1) While all other spectra look pretty good, 1H NMR spectra of compounds 19b, 20b, 24a, 24b, 26a contain some unpurities.
2) On the line 531 it was mentioned that TMS is used as internal standard, but on the next line written that chemical shifts corrected on the basis of residual solvent peaks. I think that one of these thesises should be removed as contradictory. Generally, if TMS added it uses as internal standard to correct chemical shifts.
3) On the scheme 4 in the conditions (i) should form not the benzo[d]thiazole but its dihydro derivative: 2,3-dihydrobenzo[d]thiazole. How do you explain this? Is there is an oxidation with oxygen? Do you observe the intermediate dihydro product? Or some oxidant was lost in procedure? On the scheme 1 for this purpose Na2S2O5 was used (conditions iii).
Author Response
The paper titled “Synthesis, Antiproliferative Evaluation and QSAR Analysis of 2 Novel Halogen- and Amidino-Substituted Benzothiazoles and 3 Benzimidazoles” demonstrates synthesis and pretty high activity in the raw of some benzothiazole derivatives. While the synthetic part seems to be quite reliable, reproducible, but fairly standard, the results of biological tests seem to be very successful, demonstrating levels of inhibition against cancer cells at a level close to 1 micromol. Another important feature that is often overlooked in research is high selectivity, in other words, low activity against normal cells. I think that the article is well written, fits the scope of the journal and can be published after a few corrections.
1. While all other spectra look pretty good, 1H NMR spectra of compounds 19b, 20b, 24a, 24b, 26a contain some unpurities.
The 1H NMR spectra of the samples for the compounds 19b, 20b, 24a, 24b, 26a, containing no impurities were recorded and are now included in the Supplementary Material.
2. On the line 531 it was mentioned that TMS is used as internal standard, but on the next line written that chemical shifts corrected on the basis of residual solvent peaks. I think that one of these thesises should be removed as contradictory. Generally, if TMS added it uses as internal standard to correct chemical shifts.

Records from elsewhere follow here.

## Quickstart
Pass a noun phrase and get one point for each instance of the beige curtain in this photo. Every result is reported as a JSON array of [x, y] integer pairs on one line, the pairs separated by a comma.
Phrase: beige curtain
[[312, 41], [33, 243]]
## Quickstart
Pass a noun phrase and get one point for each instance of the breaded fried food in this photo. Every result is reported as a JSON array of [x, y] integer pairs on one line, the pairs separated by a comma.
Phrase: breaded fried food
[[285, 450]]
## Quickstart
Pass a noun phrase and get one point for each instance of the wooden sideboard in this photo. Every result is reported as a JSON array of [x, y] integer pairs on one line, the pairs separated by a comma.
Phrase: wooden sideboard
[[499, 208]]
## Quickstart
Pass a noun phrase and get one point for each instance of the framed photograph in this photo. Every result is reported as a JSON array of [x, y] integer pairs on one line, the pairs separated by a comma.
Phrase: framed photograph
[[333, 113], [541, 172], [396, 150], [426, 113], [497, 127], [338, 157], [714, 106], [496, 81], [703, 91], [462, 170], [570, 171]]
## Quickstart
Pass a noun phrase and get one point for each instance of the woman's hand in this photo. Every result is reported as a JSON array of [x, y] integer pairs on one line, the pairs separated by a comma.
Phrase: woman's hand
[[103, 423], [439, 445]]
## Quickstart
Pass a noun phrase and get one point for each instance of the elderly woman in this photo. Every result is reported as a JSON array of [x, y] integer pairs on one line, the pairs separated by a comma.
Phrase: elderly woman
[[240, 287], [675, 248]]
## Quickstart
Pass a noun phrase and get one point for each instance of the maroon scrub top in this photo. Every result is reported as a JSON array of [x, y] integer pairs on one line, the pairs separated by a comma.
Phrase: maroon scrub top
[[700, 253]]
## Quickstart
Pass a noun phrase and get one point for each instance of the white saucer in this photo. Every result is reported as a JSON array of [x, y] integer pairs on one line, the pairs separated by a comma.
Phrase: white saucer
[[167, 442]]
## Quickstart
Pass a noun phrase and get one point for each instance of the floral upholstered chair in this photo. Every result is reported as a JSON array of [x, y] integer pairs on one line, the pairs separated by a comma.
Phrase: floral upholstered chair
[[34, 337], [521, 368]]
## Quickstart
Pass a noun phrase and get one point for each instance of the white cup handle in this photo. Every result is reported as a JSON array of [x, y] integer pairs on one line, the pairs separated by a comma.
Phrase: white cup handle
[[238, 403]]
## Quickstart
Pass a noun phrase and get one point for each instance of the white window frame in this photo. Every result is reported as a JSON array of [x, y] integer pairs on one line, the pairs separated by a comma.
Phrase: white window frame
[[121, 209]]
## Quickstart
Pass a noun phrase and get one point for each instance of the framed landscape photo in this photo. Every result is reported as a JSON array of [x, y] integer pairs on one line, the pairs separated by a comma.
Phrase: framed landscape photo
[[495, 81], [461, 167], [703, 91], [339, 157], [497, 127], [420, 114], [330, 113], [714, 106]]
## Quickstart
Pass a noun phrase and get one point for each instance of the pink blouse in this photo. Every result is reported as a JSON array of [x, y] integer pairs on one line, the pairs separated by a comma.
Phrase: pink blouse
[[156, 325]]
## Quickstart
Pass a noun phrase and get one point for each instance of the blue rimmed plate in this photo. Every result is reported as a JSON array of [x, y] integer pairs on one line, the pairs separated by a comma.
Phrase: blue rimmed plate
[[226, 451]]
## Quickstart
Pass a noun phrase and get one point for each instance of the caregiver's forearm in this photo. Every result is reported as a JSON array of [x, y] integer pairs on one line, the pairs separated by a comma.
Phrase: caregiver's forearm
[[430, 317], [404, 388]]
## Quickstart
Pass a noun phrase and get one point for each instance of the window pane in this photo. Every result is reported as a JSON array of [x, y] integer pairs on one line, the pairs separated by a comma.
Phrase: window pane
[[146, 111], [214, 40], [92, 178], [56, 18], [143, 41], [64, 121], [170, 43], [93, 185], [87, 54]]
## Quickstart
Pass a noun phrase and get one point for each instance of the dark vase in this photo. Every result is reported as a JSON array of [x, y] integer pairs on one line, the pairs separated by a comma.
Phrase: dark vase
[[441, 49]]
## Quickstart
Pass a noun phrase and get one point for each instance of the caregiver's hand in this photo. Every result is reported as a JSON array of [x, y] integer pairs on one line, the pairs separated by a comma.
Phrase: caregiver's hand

As TMS is an integral part of the deuterated dimethyl sulfoxide (DMSO), TMS was used as an internal standard. This is now clarified and the misleading sentence in the Materials and Methods section is omitted (p. 19, lines 553-554).
3. On the scheme 4 in the conditions (i) should form not the benzo[d]thiazole but its dihydro derivative: 2,3-dihydrobenzo[d]thiazole. How do you explain this? Is there is an oxidation with oxygen? Do you observe the intermediate dihydro product? Or some oxidant was lost in procedure? On the scheme 1 for this purpose Na2S2O5 was used (conditions iii).
The last step of cyclization of amidino-substituted 2-aminobenzenethiolate and corresponding benzaldehyde in glacial acetic acid and subsequent acid-base reaction was performed in accord with procedure described in the literature (Bioorg. Chem. 2020, 95, 103537) affording novel 6-imidazolyl 38a–38c, 39a, 39c, 40a–40c, 41a–41c and 6-pirimidinyl 42a, 42b, 43c, 44a–44c, 45a, 45c benzothiazoles, as shown in Scheme 4.
The indicated reference describing in details application of different methods in cyclization for the synthesis of benzothiazoles is now added in the manuscript. The formation of dihydro derivatives, 2,3-dihydrobenzo[d]thiazoles, was not observed. Therefore, we may assume that spontaneous oxidation with oxygen from the air in the cyclization of amidino-2-aminothiophenole with benzaldehyde occurred.